In other words, if you were a judge and we're presented with a range of offenders wearing tshirts with "two genders", "satan church", "flat earth" and "vaccine hoax" logos, you'd selectively label them as political, religious, unscientific and "dangerous disinformation" and issue sentences accordingly? If that's the case, this isn't different from how the inquisition operated long ago, except that they would praise the flat earth and two genders guys, and execute on the spot the satan worshipper. Freedom of speech is about protecting all viewpoints, including the ones you don't like and even the ones you deem offensive.
> if you were a judge and we're presented with a range of offenders wearing tshirts with "two genders", "satan church", "flat earth" and "vaccine hoax" logos, you'd selectively label them as political, religious, unscientific and "dangerous disinformation" and issue sentences accordingly?
No, I would label them all as "political" except the satan church one.
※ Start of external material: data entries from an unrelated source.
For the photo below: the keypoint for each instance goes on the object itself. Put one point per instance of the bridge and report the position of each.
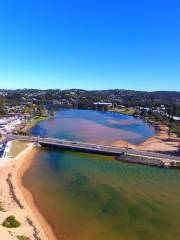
(130, 155)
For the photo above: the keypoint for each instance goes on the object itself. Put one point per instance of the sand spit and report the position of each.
(17, 201)
(162, 142)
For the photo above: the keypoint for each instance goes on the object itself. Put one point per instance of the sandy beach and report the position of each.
(17, 201)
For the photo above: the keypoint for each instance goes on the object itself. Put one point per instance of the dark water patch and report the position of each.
(89, 197)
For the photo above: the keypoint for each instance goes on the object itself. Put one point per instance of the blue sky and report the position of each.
(95, 44)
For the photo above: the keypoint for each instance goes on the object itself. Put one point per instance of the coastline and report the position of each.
(33, 224)
(163, 142)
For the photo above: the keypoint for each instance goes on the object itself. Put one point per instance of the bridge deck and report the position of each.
(89, 147)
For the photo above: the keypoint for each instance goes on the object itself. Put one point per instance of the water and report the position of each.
(94, 126)
(90, 197)
(85, 197)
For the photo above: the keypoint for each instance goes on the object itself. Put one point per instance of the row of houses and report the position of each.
(9, 124)
(4, 149)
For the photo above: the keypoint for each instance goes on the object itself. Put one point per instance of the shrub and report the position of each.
(11, 222)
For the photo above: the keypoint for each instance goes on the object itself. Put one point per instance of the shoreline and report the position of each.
(163, 142)
(29, 197)
(19, 202)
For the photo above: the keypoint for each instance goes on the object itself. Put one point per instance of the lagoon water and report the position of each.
(85, 196)
(94, 126)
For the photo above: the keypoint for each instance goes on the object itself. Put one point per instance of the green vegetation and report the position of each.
(22, 237)
(11, 222)
(126, 111)
(17, 147)
(33, 122)
(2, 106)
(1, 207)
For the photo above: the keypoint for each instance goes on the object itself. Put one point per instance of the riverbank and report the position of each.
(32, 123)
(18, 202)
(163, 142)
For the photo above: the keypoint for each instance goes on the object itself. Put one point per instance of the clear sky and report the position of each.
(90, 44)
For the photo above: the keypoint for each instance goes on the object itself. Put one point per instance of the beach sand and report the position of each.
(17, 201)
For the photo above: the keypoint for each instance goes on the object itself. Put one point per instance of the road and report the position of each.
(94, 148)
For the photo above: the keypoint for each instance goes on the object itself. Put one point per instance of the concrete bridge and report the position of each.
(130, 155)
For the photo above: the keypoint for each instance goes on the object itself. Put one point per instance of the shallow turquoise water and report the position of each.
(85, 197)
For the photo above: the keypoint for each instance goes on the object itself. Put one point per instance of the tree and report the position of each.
(2, 107)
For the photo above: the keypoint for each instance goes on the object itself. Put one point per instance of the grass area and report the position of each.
(11, 222)
(17, 147)
(33, 122)
(22, 238)
(126, 111)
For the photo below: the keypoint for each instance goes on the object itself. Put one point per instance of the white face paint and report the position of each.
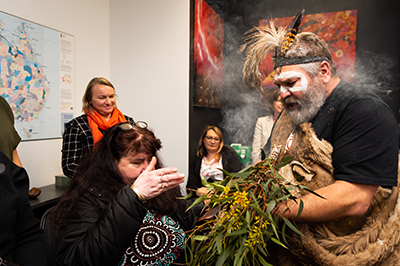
(293, 74)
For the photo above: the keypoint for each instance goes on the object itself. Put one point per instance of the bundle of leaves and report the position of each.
(246, 219)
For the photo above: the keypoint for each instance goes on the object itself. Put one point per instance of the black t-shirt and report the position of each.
(362, 131)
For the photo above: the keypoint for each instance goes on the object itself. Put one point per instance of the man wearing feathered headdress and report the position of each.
(343, 142)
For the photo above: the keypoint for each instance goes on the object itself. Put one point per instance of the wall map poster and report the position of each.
(36, 76)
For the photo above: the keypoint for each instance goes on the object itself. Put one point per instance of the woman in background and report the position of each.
(121, 208)
(211, 155)
(264, 125)
(83, 132)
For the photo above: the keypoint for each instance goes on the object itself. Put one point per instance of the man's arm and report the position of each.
(342, 199)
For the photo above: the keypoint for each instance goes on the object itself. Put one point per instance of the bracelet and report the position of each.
(140, 196)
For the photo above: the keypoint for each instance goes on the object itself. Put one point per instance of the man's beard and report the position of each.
(313, 98)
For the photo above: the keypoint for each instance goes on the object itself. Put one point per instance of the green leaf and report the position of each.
(187, 197)
(301, 206)
(263, 156)
(197, 201)
(311, 191)
(263, 262)
(239, 232)
(239, 255)
(284, 233)
(204, 182)
(218, 242)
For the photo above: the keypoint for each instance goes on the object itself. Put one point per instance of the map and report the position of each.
(31, 76)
Because the satan church tshirt you mentioned doesn't make any kind of a statement aside from signaling belonging to or support of a religious group.
However, if the satan church tshirt made an additional statement (after "satan church") like "abortions should be legal", I would count it as a political statement as well.
"Flat earth" is just as much of a political statement as "Spherical earth" is (science and validity aside). You can get fired for either without much legal repercussions for the employer. Whether you get fired or not for wearing that tshirt is fully up to how your boss feels about it.
To put it simply, "protected class/speech" doesn't mean that you can wrap any statement inside of it and you are protected from getting fired. Especially if that statement you wrapped inside goes directly against another protected class (e.g., if you had a christian church tshirt that said "islam is a fake religion"), then I bet you are gonna get fired extremely fast, and saying "religion is a protected class" won't help you much there.